29/12/2021
« En tout cas, il est hasardeux, voire absurde de penser que la musique dit quelque chose qu’ontologiquement elle est incapable de dire puisqu’elle ne dit ni ne décrit rien. » Le lecteur aura peut-être sursauté, car, évidemment, cette remarque ne saurait s'appliquer à n'importe quelle musique. Aussi faut-il situer ce passage dans son contexte. Un musicologue, Bernard Fournier, estime dans Le Monde que « La récupération idéologique de la "7e Symphonie" de Beethoven par Eric Zemmour relève de la tromperie. »

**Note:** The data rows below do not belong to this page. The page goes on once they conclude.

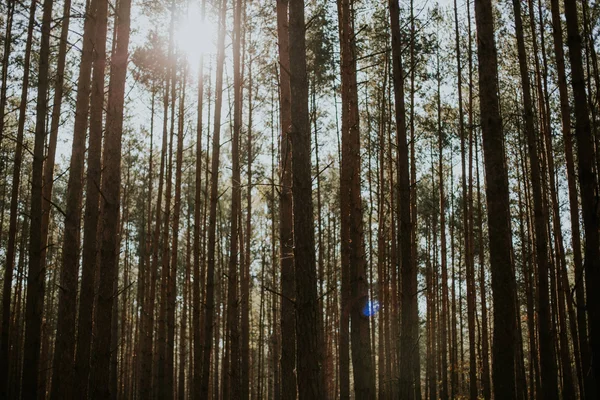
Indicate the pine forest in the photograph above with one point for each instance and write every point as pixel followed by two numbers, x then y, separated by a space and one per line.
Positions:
pixel 299 199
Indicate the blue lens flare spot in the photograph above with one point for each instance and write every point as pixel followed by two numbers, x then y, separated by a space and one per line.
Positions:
pixel 371 308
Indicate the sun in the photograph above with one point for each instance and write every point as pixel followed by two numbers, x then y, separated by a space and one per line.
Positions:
pixel 195 35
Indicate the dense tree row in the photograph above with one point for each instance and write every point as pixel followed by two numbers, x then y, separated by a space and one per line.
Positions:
pixel 232 199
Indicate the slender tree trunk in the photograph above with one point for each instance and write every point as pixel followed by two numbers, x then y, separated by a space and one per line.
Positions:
pixel 36 276
pixel 547 357
pixel 111 188
pixel 351 206
pixel 503 279
pixel 210 278
pixel 232 276
pixel 311 383
pixel 587 183
pixel 14 203
pixel 245 287
pixel 573 197
pixel 71 237
pixel 286 236
pixel 172 290
pixel 64 348
pixel 6 51
pixel 199 281
pixel 409 340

Le candidat avait utilisé le deuxième mouvement de cette œuvre pour sa vidéo de déclaration (relire l'entrée du 30 novembre). Est-ce une récupération idéologique ? On ne voit pas en quoi. Y a-t-il tromperie ? J'ai du mal à la situer. Quand François Mitterrand faisait retentir à la fin de ses meetings de 1988 le dernier mouvement d'une autre symphonie de Beethoven, la 5e, personne ne venait pointer une récupération ou une tromperie. À juste titre, me semble-t-il.
Évidemment, ce n'est pas un hasard si Zemmour a fait son choix dans le trésor musical légué par le génie européen, cet héritage d'une civilisation qu'il évoque dans son discours de vœux : « Une civilisation qui considère que le beau lui aussi est sacré. La civilisation de Rembrandt, Léonard de Vinci, Bach, Mozart, Beethoven ». Aurions-nous préféré qu'il accompagne sa déclaration de rock, de rap ou de raï ?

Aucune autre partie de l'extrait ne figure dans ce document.